Chestnuts: These little brown gems are pure delight, so long as you never try to eat one. Collecting chestnuts and storing them in pockets or displaying them in jars is a perfect passtime for any self-respecting individual, but taking the next step and trying to eat one is not. Chestnuts grow within a spiky burr-like covering, and when they begin to make their way out of this frightening womb, they resemble a violent caterpillar shedding its horrific skin, revealing the beautiful brown bulb of a butterfly within.

Macadamia: The common name, “Queen of Nuts,” is an offense to the institution of monarchy. These cheap Hawaiian souvenirs* give the impression of class, but don’t be fooled: they are as ordinary as they come. Only an uncouth commoner would be taken in by this ruse.
Saint Lucy, who refused to marry a pagan, offered
him a plate of macadamia nuts instead. He
accepted the deal. She is often portrayed holding a
tray of nuts and is the patron saint of hostesses.
Peanuts: And now the time has come to end this otherwise rather dour post on a positive and hopeful note. Do not despair! Not all nuts deserve our disdain! The peanut, along with its more urbane cousin, the cashew, is capable of saving the nut classification from utter disgrace and embarrassment. Although peanuts do not have the same luxurious touch as the cashew, they are nevertheless more adaptable to our changing times. Everything has peanuts! Which is why peanut allergies are so rampant: we must purge the human race of those of us who cannot be accommodated within this new era. If I had a quarter for every time a peanut saved my life whilst stranded in the wilds of the revolting Eastern European culinary landscape, I would have enough quarters to live off of peanuts for the rest of my life. All hail the mighty peanut, king among nuts.
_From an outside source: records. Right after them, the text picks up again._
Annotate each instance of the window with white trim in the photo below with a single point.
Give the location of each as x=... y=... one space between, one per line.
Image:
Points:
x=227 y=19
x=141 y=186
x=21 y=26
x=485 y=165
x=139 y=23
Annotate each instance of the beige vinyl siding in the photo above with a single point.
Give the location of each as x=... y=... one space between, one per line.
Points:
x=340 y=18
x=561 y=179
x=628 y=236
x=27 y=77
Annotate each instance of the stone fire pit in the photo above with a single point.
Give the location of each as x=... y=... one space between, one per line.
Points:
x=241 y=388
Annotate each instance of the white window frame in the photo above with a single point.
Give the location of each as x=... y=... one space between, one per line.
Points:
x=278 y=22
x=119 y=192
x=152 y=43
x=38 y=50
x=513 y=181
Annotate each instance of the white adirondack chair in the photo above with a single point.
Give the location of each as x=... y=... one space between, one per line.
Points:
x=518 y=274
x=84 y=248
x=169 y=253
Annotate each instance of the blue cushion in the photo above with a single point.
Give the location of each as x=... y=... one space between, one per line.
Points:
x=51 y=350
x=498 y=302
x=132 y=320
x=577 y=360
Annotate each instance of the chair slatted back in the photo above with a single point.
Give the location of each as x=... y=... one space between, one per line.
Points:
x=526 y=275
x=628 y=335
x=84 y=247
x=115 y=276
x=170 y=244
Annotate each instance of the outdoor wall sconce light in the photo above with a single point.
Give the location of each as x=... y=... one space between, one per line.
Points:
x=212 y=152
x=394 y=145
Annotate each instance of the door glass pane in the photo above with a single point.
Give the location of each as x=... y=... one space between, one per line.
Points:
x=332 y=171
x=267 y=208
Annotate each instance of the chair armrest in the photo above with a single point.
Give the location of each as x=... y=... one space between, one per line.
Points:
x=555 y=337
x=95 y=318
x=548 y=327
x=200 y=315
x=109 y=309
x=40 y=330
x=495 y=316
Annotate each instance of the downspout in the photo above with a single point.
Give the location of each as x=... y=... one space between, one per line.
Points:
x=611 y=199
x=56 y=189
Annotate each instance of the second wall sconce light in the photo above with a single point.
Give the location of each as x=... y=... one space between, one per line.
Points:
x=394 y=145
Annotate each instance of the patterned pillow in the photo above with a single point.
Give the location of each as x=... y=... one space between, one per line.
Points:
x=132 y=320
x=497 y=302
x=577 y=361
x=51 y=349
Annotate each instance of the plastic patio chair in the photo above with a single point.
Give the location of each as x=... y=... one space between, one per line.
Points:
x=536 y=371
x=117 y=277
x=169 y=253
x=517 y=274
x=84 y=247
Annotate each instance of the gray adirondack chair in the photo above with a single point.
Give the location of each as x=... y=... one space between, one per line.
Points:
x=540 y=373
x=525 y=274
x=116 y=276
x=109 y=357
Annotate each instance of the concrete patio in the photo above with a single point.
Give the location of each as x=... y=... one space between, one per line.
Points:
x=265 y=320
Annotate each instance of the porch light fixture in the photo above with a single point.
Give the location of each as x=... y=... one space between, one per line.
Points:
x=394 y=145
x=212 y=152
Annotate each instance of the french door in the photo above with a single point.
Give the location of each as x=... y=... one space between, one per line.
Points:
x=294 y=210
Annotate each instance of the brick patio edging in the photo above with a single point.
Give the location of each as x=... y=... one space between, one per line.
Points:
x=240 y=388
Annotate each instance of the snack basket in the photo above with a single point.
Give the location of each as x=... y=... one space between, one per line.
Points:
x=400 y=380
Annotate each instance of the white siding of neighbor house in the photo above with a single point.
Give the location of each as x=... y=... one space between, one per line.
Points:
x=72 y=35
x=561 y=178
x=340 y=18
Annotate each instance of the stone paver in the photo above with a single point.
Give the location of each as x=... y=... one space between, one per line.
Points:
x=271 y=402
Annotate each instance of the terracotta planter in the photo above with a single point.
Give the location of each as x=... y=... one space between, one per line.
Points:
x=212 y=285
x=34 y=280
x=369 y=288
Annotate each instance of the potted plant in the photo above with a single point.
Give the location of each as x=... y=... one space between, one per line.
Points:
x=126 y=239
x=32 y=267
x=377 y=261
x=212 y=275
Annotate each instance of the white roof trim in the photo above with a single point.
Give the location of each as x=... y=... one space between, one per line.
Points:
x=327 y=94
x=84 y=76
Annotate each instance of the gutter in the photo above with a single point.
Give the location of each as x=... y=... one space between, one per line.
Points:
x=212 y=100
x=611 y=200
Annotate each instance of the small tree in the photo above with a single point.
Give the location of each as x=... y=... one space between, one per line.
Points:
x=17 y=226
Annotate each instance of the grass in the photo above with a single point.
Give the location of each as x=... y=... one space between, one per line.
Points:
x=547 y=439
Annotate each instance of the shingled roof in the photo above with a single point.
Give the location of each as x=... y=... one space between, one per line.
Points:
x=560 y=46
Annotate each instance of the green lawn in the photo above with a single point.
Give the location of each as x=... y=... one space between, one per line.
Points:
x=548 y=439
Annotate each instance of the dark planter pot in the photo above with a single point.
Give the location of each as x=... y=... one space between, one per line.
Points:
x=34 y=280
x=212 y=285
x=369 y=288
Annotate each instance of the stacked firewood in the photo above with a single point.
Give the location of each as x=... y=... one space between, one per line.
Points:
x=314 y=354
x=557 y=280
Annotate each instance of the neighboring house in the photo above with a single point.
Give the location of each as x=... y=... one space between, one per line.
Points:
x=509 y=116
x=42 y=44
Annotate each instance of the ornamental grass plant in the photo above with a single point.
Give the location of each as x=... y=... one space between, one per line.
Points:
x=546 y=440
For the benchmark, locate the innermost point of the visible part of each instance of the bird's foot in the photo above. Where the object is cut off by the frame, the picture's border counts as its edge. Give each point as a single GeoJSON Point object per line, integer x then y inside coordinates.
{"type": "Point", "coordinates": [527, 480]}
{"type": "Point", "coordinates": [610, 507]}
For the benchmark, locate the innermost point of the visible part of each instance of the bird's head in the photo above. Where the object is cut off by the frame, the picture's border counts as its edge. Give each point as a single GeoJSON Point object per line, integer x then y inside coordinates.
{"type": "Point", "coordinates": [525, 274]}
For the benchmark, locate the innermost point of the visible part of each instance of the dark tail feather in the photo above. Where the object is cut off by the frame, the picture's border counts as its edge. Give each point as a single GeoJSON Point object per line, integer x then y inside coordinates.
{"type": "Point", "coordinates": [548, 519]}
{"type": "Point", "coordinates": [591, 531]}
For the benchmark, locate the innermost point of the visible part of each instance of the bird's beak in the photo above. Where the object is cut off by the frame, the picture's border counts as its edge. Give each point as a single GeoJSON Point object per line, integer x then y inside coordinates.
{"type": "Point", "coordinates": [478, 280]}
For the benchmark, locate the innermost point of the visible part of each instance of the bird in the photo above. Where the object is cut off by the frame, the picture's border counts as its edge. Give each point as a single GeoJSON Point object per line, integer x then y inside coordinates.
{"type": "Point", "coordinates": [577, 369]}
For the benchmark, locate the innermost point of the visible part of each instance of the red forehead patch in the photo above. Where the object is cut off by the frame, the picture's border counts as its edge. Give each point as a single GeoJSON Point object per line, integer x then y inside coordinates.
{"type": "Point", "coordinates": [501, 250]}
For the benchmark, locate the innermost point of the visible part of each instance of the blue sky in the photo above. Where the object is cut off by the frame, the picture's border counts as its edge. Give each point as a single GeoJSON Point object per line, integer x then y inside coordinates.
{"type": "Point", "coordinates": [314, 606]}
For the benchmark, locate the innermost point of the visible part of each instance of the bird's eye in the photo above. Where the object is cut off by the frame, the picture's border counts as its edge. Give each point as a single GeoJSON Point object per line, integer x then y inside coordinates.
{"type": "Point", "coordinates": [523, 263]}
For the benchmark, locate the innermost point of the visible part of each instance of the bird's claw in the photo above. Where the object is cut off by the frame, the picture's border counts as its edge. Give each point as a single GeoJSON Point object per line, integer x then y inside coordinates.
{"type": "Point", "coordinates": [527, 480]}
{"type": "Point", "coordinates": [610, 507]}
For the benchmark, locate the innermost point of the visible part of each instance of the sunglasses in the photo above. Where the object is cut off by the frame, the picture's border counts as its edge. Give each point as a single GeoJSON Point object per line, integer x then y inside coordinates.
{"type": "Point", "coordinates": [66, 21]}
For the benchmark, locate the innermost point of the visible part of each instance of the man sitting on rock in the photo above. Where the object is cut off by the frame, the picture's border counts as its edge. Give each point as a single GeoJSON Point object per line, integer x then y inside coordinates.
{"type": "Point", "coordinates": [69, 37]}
* I seem to recall a time in elementary school when everyone was going on vacation to Hawaii and invariably bringing back macadamia nuts as a tasty treat for the class. I, of course, never degraded myself by ingesting a single one. Nor have I since. Incidentally, they are actually Australian, which only adds to the many number of reasons to dismiss them as a food worth eating. Nothing good has ever come out of Australia. 

Recent scholarship has found that it was more likely
a pecan, and not an apple, that led to man's fall from grace.

When choosing nuts, be selective
Some are good, but most destructive.
Limit yourself to the peanut and cashew,
All others, for God's sake, eschew, eschew!